Actor and activist Alyssa Milano will no longer participate in an upcoming fundraiser for presidential candidate Andrew Yang because of the campaign’s handling of alleged sexual misconduct between two staffers.
“Part of fixing the issue of sexual harassment in our culture is living our values and holding ourselves and the people we admire accountable,” Milano tweeted on Tuesday.
Although Milano said she hasn’t endorsed any presidential candidate, she was scheduled to appear at the December 21 fundraiser for the entrepreneur alongside actor Teri Hatcher and Yang’s wife, Evelyn. Andrew isn’t a top contender in the race for the Democratic nomination, but he qualified for the upcoming debate, the sixth he’ll participate in, and has gained vocal supporters.
Milano credited Andrew with being a “good man with progressive, smart, interesting ideas” and clarified in her Tuesday tweets that no sexual misconduct allegations had been made against him personally. However, she said the issue was “too important and too prevalent” to ignore, adding that the “buck stops at the top.”
“I wish Andrew, his family and his campaign well, and encourage him to immediately and publicly remedy this issue,” Milano tweeted.
Andrew’s campaign issued a statement on Tuesday evening to Fox News, saying that it takes the matter “seriously” and that creating a safe environment for everyone involved in the campaign is an “utmost priority.”
“To those ends, we have initiated prompt action to evaluate these allegations and will take all necessary steps to ensure that we foster a work environment that is in accordance with our values,” the campaign statement said.
Newsweek reached out to Andrew Yang for comment but did not receive a response in time for publication.
Milano was a member of the host committee for the fundraiser, which was an opportunity for people to get to know Evelyn. The Los Angeles event was billed as a chance to hear the potential first lady discuss her views on the Freedom Dividend in an “intimate setting.”

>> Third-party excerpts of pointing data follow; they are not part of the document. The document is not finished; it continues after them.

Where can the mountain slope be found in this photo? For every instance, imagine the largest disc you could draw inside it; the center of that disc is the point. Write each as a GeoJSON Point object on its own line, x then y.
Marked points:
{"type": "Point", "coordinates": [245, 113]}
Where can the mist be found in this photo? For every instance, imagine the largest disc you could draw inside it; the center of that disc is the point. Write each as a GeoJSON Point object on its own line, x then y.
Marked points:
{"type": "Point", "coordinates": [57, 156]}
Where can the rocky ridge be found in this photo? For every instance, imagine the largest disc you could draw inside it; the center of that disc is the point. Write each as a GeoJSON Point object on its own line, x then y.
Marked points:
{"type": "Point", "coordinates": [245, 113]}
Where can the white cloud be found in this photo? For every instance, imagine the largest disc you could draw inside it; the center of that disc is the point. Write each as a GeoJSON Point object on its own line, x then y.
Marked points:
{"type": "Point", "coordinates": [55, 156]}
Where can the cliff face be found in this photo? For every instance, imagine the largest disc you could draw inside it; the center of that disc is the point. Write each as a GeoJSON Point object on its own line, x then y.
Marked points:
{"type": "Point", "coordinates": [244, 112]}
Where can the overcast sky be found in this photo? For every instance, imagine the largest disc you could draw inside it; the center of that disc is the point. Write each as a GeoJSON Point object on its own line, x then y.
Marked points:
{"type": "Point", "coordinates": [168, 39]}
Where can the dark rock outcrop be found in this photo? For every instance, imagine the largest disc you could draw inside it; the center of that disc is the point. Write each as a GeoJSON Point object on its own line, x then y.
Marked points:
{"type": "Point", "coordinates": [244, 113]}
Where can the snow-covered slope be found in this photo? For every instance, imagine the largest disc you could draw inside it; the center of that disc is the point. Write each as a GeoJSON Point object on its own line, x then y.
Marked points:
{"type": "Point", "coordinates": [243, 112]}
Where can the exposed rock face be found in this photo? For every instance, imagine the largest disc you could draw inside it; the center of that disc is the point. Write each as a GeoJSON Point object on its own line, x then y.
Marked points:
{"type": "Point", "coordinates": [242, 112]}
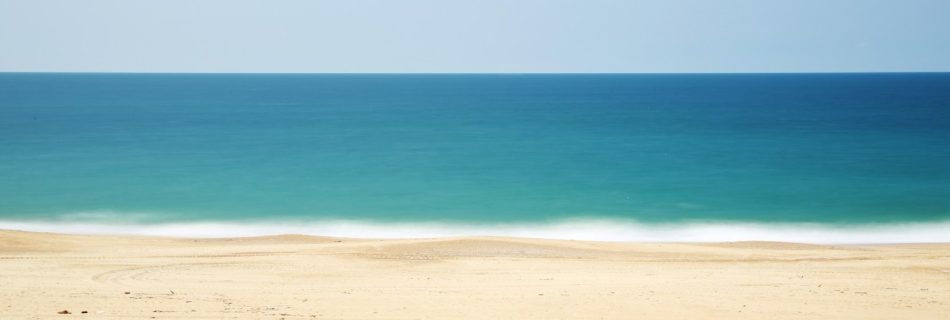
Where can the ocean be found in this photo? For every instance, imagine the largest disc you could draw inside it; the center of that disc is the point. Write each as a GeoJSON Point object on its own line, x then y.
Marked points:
{"type": "Point", "coordinates": [624, 157]}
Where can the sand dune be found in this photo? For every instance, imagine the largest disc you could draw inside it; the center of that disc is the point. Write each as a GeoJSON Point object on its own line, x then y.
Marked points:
{"type": "Point", "coordinates": [303, 277]}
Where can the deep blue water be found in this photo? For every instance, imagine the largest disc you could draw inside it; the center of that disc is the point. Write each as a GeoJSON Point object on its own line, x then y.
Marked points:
{"type": "Point", "coordinates": [835, 148]}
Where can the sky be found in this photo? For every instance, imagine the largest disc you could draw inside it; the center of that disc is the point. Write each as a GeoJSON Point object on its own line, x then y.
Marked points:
{"type": "Point", "coordinates": [474, 36]}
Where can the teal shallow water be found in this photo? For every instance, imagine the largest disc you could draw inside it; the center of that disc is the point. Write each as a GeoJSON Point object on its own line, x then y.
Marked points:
{"type": "Point", "coordinates": [148, 148]}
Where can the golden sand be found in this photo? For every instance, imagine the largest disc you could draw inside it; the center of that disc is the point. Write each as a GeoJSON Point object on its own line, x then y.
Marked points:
{"type": "Point", "coordinates": [301, 277]}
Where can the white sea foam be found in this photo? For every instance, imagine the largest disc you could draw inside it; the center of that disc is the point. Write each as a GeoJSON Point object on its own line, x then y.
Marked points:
{"type": "Point", "coordinates": [599, 230]}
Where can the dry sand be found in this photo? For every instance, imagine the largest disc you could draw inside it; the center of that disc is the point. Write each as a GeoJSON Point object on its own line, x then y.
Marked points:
{"type": "Point", "coordinates": [300, 277]}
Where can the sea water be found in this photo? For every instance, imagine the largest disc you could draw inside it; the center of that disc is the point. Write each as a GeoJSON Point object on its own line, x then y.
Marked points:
{"type": "Point", "coordinates": [666, 157]}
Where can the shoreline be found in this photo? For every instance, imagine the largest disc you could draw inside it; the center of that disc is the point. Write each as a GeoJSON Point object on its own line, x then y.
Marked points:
{"type": "Point", "coordinates": [583, 229]}
{"type": "Point", "coordinates": [307, 277]}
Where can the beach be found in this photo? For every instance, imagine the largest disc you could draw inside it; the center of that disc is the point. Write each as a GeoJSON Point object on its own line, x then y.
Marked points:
{"type": "Point", "coordinates": [304, 277]}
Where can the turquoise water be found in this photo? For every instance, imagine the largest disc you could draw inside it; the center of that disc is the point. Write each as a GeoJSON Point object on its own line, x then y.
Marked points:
{"type": "Point", "coordinates": [458, 149]}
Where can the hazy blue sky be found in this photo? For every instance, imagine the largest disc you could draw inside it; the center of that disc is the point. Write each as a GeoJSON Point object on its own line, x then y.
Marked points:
{"type": "Point", "coordinates": [474, 36]}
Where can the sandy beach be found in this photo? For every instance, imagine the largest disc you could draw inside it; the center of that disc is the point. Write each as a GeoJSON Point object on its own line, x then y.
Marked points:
{"type": "Point", "coordinates": [302, 277]}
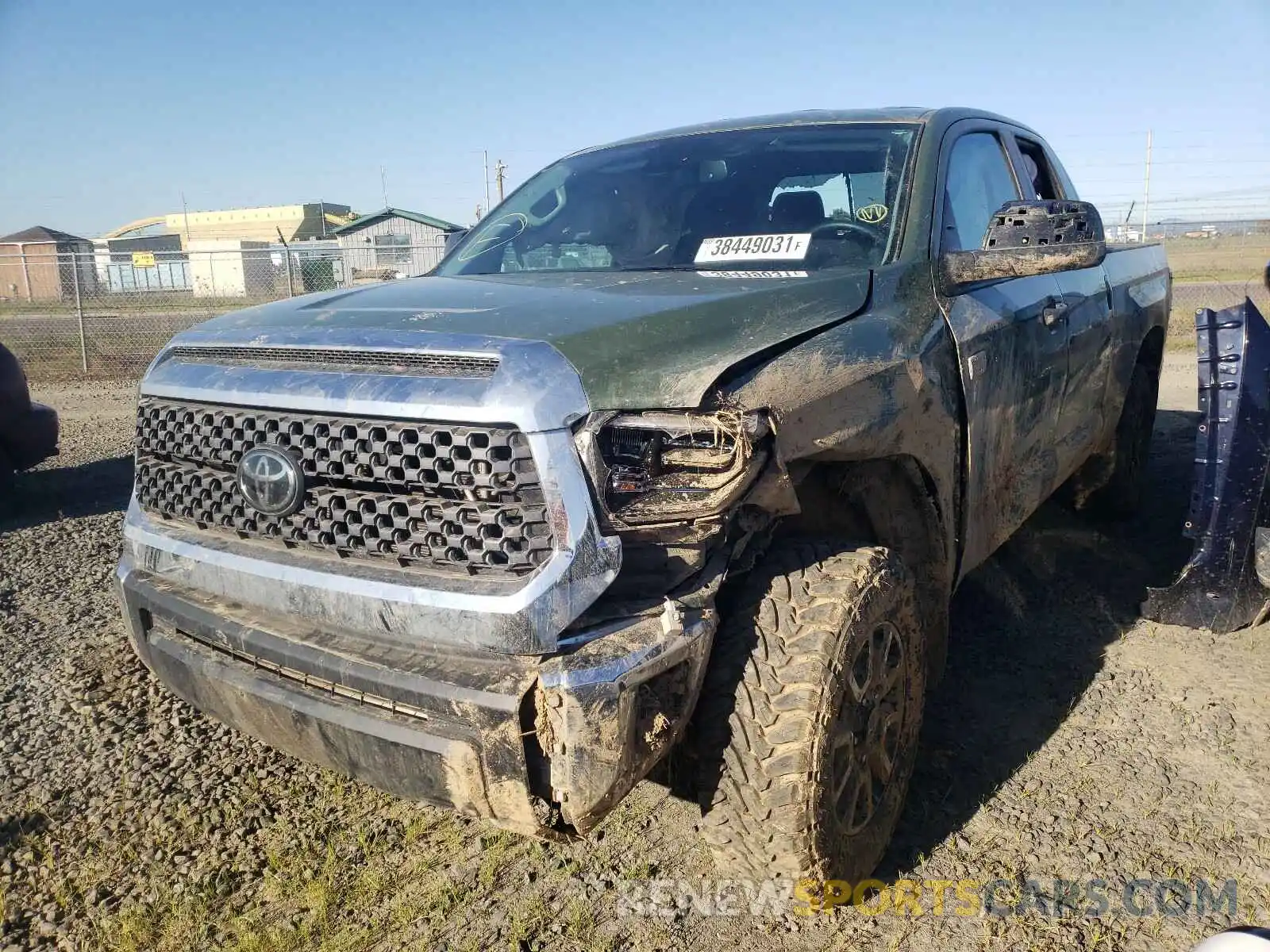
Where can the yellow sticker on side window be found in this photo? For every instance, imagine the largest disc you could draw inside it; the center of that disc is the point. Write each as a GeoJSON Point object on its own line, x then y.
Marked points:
{"type": "Point", "coordinates": [873, 213]}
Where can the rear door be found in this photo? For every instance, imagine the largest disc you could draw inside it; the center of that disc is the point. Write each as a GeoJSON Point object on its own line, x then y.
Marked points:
{"type": "Point", "coordinates": [1011, 349]}
{"type": "Point", "coordinates": [1083, 305]}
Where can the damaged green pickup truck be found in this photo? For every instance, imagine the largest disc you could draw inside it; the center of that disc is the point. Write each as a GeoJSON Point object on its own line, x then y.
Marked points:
{"type": "Point", "coordinates": [687, 443]}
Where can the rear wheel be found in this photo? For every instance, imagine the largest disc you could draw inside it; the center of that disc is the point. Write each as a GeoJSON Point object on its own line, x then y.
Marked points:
{"type": "Point", "coordinates": [814, 698]}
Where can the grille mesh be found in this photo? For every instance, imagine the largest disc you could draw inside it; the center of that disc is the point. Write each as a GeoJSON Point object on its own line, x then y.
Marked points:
{"type": "Point", "coordinates": [389, 362]}
{"type": "Point", "coordinates": [463, 499]}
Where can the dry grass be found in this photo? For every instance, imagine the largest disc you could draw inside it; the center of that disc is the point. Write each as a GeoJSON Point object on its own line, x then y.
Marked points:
{"type": "Point", "coordinates": [1231, 259]}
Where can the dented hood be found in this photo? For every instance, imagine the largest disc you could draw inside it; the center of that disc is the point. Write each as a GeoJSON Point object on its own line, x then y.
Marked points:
{"type": "Point", "coordinates": [639, 340]}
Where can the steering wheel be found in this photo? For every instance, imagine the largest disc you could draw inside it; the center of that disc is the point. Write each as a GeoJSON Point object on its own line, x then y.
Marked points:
{"type": "Point", "coordinates": [823, 230]}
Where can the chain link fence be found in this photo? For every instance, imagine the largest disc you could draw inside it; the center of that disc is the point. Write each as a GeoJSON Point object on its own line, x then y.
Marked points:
{"type": "Point", "coordinates": [106, 314]}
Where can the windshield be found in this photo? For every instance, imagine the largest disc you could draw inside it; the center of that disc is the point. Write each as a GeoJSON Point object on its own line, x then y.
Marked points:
{"type": "Point", "coordinates": [798, 198]}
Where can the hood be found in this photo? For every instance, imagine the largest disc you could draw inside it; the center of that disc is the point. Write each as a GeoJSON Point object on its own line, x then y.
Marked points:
{"type": "Point", "coordinates": [638, 340]}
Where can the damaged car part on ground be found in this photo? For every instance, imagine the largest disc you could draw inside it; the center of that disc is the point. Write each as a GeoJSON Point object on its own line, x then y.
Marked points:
{"type": "Point", "coordinates": [1226, 583]}
{"type": "Point", "coordinates": [685, 447]}
{"type": "Point", "coordinates": [29, 431]}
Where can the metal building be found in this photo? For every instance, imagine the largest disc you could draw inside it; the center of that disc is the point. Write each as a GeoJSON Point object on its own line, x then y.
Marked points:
{"type": "Point", "coordinates": [393, 240]}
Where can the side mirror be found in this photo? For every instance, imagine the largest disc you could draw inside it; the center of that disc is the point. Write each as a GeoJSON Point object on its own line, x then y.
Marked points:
{"type": "Point", "coordinates": [1026, 239]}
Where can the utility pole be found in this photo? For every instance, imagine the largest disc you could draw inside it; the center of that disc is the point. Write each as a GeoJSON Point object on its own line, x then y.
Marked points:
{"type": "Point", "coordinates": [186, 209]}
{"type": "Point", "coordinates": [499, 175]}
{"type": "Point", "coordinates": [486, 159]}
{"type": "Point", "coordinates": [1146, 190]}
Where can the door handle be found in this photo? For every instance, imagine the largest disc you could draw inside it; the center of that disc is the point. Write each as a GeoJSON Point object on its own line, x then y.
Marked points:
{"type": "Point", "coordinates": [1053, 314]}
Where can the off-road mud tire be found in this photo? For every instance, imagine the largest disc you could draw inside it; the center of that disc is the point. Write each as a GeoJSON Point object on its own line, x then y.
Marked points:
{"type": "Point", "coordinates": [783, 664]}
{"type": "Point", "coordinates": [1122, 494]}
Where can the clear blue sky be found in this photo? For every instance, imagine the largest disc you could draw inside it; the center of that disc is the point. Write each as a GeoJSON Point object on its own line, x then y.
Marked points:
{"type": "Point", "coordinates": [108, 112]}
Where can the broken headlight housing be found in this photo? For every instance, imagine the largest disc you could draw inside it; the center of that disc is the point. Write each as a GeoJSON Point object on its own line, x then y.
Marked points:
{"type": "Point", "coordinates": [664, 466]}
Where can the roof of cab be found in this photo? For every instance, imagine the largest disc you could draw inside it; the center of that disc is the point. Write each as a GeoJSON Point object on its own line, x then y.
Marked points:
{"type": "Point", "coordinates": [813, 117]}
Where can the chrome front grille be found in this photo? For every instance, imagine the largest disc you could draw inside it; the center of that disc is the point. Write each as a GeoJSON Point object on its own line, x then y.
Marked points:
{"type": "Point", "coordinates": [454, 498]}
{"type": "Point", "coordinates": [343, 361]}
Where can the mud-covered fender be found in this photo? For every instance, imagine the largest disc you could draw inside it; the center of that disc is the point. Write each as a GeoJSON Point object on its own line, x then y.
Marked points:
{"type": "Point", "coordinates": [883, 385]}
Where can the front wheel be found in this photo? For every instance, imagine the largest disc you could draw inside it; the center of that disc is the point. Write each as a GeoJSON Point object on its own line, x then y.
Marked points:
{"type": "Point", "coordinates": [814, 697]}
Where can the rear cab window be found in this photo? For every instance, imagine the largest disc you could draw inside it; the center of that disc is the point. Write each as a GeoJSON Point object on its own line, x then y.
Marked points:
{"type": "Point", "coordinates": [977, 183]}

One of Andrew’s top three policies, the Freedom Dividend would give every American adult, defined as those over 18, $1,000 a month. This type of universal basic income would grow the economy by about $2.5 trillion by 2025, according to his campaign’s website.
“Putting money into people’s hands and keeping it there would be a perpetual boost and support to job growth and the economy,” his campaign website said.
Tickets for the holiday brunch fundraiser started at $100 and went up to $5,600. The minimum level of support was sold out as of Wednesday morning, according to the event’s website.